Here's fun, though. Tate has started calling me Melissa. And it's PISSING ME OFF. All I hear now is "What are you doing, Melissa? Can I have some milk, Melissa? STOP IT, MELISSA! MELISSA! GET OVER HERE AND GET ME SOME SPONGEBOB MAC AND CHEESE, NOW!" I tend to ignore the last two types of requests. I fetch Spongebob for no one, least of all a 2 year old who needs to learn that his mother is the person most deserving of respect and utter adoration in his life. I mean, hello, I am pretty awesome.
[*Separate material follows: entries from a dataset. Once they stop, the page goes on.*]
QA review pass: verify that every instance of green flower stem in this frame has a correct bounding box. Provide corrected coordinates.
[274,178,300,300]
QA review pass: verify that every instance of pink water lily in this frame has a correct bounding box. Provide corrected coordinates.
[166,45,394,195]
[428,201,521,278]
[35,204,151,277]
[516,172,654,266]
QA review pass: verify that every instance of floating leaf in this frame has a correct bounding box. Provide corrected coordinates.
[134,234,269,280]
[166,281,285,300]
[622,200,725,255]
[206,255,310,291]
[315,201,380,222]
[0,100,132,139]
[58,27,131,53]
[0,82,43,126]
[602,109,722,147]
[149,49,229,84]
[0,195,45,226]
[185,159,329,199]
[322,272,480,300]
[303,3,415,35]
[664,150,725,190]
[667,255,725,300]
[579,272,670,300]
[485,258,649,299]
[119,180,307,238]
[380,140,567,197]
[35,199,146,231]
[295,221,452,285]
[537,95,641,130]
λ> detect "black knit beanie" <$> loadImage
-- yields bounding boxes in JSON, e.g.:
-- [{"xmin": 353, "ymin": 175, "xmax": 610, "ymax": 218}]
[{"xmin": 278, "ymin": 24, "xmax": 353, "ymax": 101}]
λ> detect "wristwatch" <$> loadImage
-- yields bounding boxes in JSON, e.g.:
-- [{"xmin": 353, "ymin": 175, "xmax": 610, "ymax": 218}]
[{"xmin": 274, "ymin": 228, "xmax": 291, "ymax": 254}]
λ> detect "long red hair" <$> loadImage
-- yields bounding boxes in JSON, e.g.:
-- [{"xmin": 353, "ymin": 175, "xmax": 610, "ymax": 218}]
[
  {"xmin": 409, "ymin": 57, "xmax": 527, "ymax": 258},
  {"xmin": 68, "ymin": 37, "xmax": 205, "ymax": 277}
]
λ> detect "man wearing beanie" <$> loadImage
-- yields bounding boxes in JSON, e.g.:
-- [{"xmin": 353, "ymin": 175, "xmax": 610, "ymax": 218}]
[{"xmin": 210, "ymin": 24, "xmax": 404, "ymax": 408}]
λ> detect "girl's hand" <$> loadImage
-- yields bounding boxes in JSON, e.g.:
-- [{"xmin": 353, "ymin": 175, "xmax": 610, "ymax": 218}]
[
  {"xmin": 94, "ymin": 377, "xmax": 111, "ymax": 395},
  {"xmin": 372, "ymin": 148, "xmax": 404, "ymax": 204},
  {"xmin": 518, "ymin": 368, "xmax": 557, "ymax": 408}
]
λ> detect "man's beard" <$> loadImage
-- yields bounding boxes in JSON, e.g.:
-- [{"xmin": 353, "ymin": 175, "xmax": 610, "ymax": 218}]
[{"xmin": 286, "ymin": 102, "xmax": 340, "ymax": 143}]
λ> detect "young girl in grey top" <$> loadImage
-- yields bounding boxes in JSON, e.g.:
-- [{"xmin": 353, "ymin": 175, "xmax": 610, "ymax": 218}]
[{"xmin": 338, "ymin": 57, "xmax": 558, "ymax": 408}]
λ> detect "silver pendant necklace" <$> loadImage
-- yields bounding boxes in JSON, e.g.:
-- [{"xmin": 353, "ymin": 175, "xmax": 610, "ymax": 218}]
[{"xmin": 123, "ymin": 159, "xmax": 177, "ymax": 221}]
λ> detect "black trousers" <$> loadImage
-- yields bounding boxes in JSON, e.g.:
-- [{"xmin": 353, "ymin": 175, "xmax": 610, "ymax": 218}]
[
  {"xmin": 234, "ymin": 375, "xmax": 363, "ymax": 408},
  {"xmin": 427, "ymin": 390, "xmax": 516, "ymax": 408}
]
Nora is...clingy. I know it's just because of the aforementioned awesomeness of me, but hello. I would like to be able to walk more than 2 feet before falling over because there is a little body wedged in between my legs with a death grip on each shin. If I don't pick her up right away because I'm doing something stupid like, oh, cooking dinner (I've heard somewhere you shouldn't have little kids around open ovens when they're at 450 degrees. I might be making that up, though) or getting dressed (ever try to put a pair of jeans on when holding on to a little person who's trying to climb into your mouth? It's not as easy as you'd think. Especially when the jeans are fresh out of the dryer and you gotta do the jump-up-and-down-squat-and-try-and-tuck-your-muffin-top-into-the-waistband-thing).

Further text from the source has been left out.